# Tache de classification sur des articles de journal. 

The Fake News Classification Dataset is an English-language dataset containing just over 45,000 unique news articles. These articles are classified as true (1) or false (0)

link : https://www.kaggle.com/datasets/aadyasingh55/fake-news-classification/data

## Load modules

In [87]:
import numpy as np
import pandas as pd 
from pandas import DataFrame

import os,re
from pathlib import Path
import multiprocessing
import tqdm
import importlib
from datetime import datetime 


#Visualisation
import seaborn as sns
import matplotlib.pyplot as plt

#Kagglehub
import kagglehub

from IPython.display import display, HTML
from functools import partial



from sklearn.metrics import precision_score, recall_score, f1_score


#NLP modules
from tokenizers import (
    Tokenizer,
    normalizers,
    pre_tokenizers,
    trainers)
from tokenizers.models import BPE

from collections import Counter
from wordcloud import WordCloud

from gensim.models import Word2Vec

# Download stopwords if not already downloaded
import nltk
from nltk.corpus import stopwords


#Deeplearning with Pytorch
import torch 
import torch.nn as nn
from torch.optim import Adam
from torch.utils.data import DataLoader
from torch.nn.utils.rnn import pad_sequence

from datasets import Dataset

In [None]:
#Initialisation
cores = multiprocessing.cpu_count() # Count the number of cores in a computer
device = torch.device("cuda:0" if torch.cuda.is_available() else "cpu") # CPU or GPU 
print(cores,device)

## Load dataset from Kaggle

In [None]:
os.makedirs("../data/tp1",exist_ok=True)

# Download the dataset
path = kagglehub.dataset_download("aadyasingh55/fake-news-classification",force_download=True)
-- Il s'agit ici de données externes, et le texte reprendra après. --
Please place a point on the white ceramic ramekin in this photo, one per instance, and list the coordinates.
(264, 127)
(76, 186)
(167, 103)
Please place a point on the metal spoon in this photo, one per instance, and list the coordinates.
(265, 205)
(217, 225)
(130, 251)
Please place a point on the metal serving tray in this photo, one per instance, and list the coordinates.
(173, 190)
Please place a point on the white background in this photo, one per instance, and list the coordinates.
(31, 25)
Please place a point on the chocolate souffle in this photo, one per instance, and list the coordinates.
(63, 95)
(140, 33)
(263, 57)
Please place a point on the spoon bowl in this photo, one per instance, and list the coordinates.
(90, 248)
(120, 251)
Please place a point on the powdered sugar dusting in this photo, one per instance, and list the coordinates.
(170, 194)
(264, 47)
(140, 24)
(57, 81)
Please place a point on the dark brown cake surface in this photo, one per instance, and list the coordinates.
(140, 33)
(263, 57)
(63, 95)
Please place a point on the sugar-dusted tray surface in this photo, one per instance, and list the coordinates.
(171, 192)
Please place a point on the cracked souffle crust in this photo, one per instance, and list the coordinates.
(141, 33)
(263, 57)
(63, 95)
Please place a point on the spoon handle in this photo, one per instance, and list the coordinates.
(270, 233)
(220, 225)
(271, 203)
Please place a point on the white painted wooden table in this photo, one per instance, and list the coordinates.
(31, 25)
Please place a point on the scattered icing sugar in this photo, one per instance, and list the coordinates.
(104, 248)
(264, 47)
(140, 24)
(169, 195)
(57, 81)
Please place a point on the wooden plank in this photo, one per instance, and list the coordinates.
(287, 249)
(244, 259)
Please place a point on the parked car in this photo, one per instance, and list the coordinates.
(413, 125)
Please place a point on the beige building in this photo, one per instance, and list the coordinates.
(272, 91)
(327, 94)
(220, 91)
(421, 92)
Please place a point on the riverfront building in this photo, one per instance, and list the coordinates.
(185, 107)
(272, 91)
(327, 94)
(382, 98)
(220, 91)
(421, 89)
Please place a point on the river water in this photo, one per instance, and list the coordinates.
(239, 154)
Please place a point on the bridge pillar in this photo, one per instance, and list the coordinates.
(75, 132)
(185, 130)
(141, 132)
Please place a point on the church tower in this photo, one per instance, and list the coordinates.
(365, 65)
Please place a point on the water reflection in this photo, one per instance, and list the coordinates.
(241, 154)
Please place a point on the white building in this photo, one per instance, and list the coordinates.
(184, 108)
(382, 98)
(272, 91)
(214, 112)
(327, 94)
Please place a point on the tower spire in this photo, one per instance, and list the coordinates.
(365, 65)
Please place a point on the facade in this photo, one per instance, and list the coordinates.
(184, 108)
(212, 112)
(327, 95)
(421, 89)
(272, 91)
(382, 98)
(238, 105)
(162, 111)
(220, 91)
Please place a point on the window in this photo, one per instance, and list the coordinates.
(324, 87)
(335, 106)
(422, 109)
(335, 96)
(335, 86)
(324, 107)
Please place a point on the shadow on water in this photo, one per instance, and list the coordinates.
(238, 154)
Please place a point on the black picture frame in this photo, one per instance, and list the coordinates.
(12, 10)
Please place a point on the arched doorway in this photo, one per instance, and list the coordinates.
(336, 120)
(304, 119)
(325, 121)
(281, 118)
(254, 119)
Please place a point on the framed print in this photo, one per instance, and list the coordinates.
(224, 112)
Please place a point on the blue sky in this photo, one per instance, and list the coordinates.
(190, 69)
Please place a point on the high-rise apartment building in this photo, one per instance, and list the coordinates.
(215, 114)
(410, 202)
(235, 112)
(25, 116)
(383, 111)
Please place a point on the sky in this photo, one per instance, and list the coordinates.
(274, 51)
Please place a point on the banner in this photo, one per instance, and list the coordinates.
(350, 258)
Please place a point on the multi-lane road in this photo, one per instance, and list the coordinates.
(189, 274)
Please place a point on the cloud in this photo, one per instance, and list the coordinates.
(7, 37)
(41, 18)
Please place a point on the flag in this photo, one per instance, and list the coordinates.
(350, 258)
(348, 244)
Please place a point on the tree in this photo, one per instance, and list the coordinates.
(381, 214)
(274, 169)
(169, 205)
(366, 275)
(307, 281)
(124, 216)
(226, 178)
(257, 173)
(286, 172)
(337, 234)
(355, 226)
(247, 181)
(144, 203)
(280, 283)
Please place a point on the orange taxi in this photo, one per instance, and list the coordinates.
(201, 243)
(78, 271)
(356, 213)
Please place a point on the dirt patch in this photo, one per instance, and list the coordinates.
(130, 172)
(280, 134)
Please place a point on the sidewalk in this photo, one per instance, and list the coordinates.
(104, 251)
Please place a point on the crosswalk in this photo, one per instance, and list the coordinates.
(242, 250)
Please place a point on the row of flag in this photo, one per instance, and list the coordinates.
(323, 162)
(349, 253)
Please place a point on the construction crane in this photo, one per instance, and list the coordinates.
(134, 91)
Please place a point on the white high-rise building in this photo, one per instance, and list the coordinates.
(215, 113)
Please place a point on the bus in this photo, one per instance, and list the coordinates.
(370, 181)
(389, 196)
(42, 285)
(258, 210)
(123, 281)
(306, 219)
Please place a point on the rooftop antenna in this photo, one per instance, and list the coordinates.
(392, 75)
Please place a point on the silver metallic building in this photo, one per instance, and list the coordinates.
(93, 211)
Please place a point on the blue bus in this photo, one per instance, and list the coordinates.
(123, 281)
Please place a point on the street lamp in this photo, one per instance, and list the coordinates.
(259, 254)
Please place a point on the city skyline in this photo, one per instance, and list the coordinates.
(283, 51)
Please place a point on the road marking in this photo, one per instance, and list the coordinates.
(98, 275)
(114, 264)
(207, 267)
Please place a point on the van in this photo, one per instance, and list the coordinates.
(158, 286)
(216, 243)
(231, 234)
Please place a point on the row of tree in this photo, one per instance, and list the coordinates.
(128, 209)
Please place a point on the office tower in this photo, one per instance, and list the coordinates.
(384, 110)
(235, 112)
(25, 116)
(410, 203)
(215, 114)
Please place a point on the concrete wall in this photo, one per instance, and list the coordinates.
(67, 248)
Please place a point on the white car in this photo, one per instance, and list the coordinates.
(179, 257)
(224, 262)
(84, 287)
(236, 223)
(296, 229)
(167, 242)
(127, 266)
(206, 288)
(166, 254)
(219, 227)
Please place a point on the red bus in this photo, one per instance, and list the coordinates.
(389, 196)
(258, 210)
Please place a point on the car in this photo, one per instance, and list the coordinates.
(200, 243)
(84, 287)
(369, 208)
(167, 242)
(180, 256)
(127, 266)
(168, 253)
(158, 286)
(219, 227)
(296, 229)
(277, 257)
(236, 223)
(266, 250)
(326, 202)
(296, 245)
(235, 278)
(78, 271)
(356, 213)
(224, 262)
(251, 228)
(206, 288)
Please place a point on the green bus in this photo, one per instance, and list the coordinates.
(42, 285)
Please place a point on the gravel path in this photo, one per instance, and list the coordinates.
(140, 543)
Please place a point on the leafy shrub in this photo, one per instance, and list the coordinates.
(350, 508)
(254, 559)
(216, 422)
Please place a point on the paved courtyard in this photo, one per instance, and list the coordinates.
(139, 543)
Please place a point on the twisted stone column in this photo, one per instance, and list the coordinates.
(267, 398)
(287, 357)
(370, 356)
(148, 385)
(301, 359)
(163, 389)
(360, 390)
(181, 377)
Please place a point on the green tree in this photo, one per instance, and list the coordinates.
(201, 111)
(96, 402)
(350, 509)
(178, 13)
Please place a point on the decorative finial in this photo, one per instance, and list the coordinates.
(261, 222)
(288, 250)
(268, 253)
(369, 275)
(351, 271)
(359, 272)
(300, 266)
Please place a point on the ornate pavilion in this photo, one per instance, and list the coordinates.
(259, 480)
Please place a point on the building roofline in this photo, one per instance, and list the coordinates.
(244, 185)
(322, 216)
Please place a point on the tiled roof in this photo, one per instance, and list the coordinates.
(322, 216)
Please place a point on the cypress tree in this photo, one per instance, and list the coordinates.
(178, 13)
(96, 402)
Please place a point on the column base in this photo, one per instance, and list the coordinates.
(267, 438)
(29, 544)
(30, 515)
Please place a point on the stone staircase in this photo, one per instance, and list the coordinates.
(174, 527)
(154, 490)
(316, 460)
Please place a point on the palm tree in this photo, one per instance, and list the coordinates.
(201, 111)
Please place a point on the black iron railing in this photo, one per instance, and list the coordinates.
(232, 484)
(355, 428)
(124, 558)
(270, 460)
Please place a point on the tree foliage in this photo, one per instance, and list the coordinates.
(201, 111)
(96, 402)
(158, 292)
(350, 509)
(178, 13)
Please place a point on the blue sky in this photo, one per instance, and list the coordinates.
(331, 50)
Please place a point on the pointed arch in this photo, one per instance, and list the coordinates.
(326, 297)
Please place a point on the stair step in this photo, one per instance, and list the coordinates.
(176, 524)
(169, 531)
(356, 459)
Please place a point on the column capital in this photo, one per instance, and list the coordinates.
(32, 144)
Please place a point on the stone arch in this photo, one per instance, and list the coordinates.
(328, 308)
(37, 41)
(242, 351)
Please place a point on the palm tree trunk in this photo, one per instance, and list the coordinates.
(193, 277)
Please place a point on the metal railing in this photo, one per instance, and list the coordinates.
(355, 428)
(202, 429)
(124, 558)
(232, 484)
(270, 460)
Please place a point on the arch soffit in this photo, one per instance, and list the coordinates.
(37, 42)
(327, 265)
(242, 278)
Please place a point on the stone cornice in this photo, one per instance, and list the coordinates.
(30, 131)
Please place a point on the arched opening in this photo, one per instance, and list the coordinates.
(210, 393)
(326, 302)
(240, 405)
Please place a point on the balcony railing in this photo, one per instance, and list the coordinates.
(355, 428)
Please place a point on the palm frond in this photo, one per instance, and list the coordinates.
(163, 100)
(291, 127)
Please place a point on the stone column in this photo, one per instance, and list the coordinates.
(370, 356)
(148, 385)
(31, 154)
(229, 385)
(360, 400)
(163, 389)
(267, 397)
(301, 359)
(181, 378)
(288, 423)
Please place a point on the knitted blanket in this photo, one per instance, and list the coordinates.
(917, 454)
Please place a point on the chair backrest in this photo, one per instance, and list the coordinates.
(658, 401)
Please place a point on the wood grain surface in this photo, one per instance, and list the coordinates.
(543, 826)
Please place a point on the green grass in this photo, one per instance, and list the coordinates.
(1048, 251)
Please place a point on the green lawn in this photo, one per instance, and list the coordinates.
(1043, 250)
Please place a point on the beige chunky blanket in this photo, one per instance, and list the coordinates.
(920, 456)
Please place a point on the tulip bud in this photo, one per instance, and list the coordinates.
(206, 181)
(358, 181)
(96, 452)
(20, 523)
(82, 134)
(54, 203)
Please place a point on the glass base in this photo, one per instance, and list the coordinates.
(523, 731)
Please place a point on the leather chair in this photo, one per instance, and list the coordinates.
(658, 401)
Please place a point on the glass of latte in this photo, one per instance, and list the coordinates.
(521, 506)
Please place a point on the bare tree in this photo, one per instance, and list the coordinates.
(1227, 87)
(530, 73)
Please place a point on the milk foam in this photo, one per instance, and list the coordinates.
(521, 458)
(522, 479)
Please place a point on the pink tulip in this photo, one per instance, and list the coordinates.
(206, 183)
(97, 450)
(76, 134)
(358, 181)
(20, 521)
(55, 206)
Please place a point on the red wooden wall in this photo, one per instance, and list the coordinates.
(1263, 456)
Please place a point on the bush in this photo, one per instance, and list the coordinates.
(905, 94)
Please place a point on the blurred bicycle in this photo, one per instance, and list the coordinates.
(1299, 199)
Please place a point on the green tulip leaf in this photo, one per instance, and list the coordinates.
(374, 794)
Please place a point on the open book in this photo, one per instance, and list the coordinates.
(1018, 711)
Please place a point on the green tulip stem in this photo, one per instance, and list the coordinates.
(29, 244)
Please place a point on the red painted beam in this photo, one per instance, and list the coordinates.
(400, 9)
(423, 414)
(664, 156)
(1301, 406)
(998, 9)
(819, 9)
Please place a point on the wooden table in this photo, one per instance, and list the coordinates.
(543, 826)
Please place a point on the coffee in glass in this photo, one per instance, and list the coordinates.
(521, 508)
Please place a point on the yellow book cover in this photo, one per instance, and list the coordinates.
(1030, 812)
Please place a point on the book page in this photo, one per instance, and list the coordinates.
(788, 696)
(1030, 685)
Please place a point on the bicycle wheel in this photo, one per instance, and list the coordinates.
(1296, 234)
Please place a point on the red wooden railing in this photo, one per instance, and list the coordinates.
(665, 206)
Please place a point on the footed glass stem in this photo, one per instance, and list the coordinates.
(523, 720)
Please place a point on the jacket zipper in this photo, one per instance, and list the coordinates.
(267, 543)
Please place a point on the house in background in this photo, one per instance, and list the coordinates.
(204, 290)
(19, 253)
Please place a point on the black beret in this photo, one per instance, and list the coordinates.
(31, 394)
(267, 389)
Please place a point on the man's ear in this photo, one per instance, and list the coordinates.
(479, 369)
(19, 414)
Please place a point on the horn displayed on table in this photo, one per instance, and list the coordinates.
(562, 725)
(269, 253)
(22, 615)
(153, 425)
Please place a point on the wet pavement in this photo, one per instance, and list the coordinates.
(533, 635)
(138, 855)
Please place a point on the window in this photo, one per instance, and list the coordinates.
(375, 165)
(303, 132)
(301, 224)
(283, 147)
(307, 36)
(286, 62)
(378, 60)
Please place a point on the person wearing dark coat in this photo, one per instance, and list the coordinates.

for dirname, _, filenames in os.walk(path):
    print(dirname)
    print(_)
    print(filenames)
    for filename in filenames:
        Path(os.path.join(dirname, filename)).rename(os.path.join("../data/tp1", filename))


In [None]:
!file -i "../data/tp1/train (2).csv"

In [None]:

path_train = os.path.join("../data/tp1", "train (2).csv")
path_test = os.path.join("../data/tp1", "test (1).csv")
path_eval= os.path.join("../data/tp1","evaluation.csv" )

encoding='utf-8'

# Load training data
try:
    train_df = pd.read_csv(path_train, on_bad_lines='skip',sep=';',index_col=0,encoding=encoding)
    print("Train dataset loaded successfully.")
except Exception as e:
    print(f"Error loading train dataset: {e}")

# Load evaluation data
try:
    eval_df = pd.read_csv(path_eval, on_bad_lines='skip',sep=';',index_col=0,encoding=encoding)
    print("Evaluation dataset loaded successfully.")
except Exception as e:
    print(f"Error loading evaluation dataset: {e}")

# Load test data
try:
    test_df = pd.read_csv(path_test, on_bad_lines='skip',sep=';',index_col=0,encoding=encoding)
    print("Test dataset loaded successfully.")
except Exception as e:
    print(f"Error loading test dataset: {e}")


In [None]:
print(train_df.info())
print(eval_df.info())
print(test_df.info())

## Visualisation des données 

### Question 1 :
- Compléter la fonction "display_random_sample" pour permettre d'afficher de manière aléatoire des exemples du jeu de données.
- Créer une colonne ("content") qui est la concaténation du titre et de l'article.
- visualiser la répartition des classes entre les faux et les vrais articles. 

In [None]:
def display_random_sample(dataset:DataFrame, num_examples:int=1)->None:
    pass

display_random_sample(train_df,3) 

In [9]:
train_df['content'] = None

# Normalization des données, entrainer un tokenizer et visualisation 

### Question 2 :
À l'aide des deux liens ci-dessous, entraîner un tokenizer BPE sur l'ensemble de votre jeu de données.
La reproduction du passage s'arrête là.